The IBR shows that net 34% of business leaders in the eurozone are optimistic in the economic outlook, up from just 13% in Q4-2014 and just 5% in Q3-2014. The resurgence has been driven largely by improvements in Spain (52%), Italy (32%) and Ireland (92%) - with the latter currently the most optimistic business community in the world. German businesses remain bullish (59%) with their French peers (-15%) still overwhelmingly pessimistic, although less so compared with the previous quarter.
Francesca Lagerberg, global leader for tax services at Grant Thornton, commented:
“We’ve seen a few false dawns in the eurozone following the sovereign debt crisis but when you consider how buoyant these figures are in the context of the uncertainty caused by the Greek elections, this could indicate a decisive turning point in the regional economy. Following the lead of the UK and the US, quantitative easing looks to have had the immediate effect that policymakers were hoping for, giving businesses the confidence and support they need to invest in the growth of their operations.
“Germany continues to drive the currency bloc, but it is heartening to see the amazing transformation in countries such as Ireland, Italy and Spain. Major austerity drives have caused severe discomfort for businesses and consumers but there is now a growing feeling of light at the end of the tunnel. With an improving real estate sector in Spain, higher exports and investment spending in Ireland and the anti-corruption drive in Italy, it is no surprise that businesses are increasingly optimistic about growth prospects.”
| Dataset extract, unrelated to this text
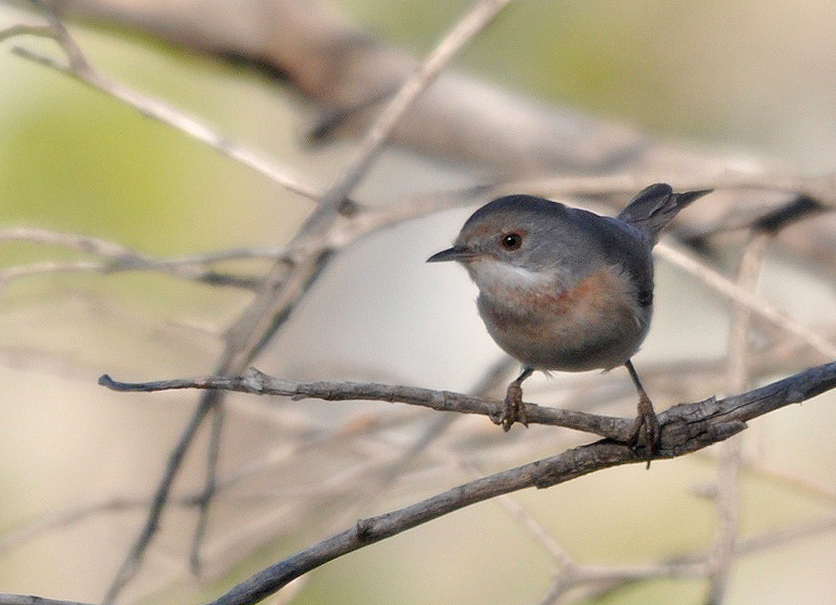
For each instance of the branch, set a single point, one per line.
(685, 428)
Expectations for increasing revenues and profits are high in each of these three economies. In Spain, 59% of businesses expect to increase revenues over the next 12 months, and 50% expect profits to go the same way. Ireland is even more buoyant with 70% positive on revenues and 66% on profits. Italian businesses are slightly less bullish but have posted double digit climbs in both indicators over the past three months.
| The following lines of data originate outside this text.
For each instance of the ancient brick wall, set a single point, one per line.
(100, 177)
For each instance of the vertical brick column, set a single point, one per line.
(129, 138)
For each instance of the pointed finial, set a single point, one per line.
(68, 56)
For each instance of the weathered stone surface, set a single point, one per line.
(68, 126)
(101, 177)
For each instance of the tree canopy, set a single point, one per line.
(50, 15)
Francesca Lagerberg added:
“European firms will take heart from this transformation and we expect businesses to invest more in people, research and development and facilities as uncertainty subsides. However there is one cloud on the horizon: the prospect of a Greek exit from the eurozone. The region is probably better insulated than it was three years ago but business leaders will be watching the situation very closely indeed.”
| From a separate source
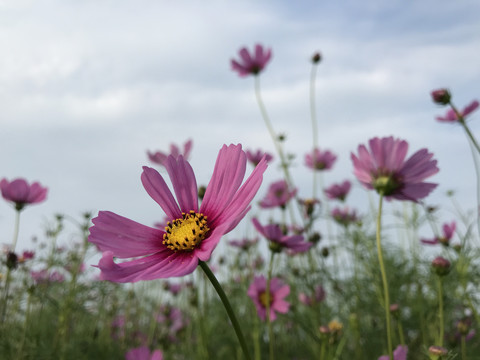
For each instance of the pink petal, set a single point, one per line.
(227, 176)
(184, 183)
(125, 238)
(158, 190)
Globally, the increase in optimism in Europe is mitigated by sharp downturns in Latin America and Eastern Europe. Driven by Brazil (-18%), Latin America has fallen to an all-time low of 5%. Business confidence in Eastern Europe has dropped to just 6% with Russian businesses increasingly pessimistic (-6%).
Francesca Lagerberg concluded:
“Brazil is suffering from the major corruption scandal surrounding Petrobras which is threatening to topple the government, while economic sanctions are having a severe impact on the Russian economy. By contrast, China and India are moving strongly ahead. The BRICs are certainly no longer moving in lockstep.”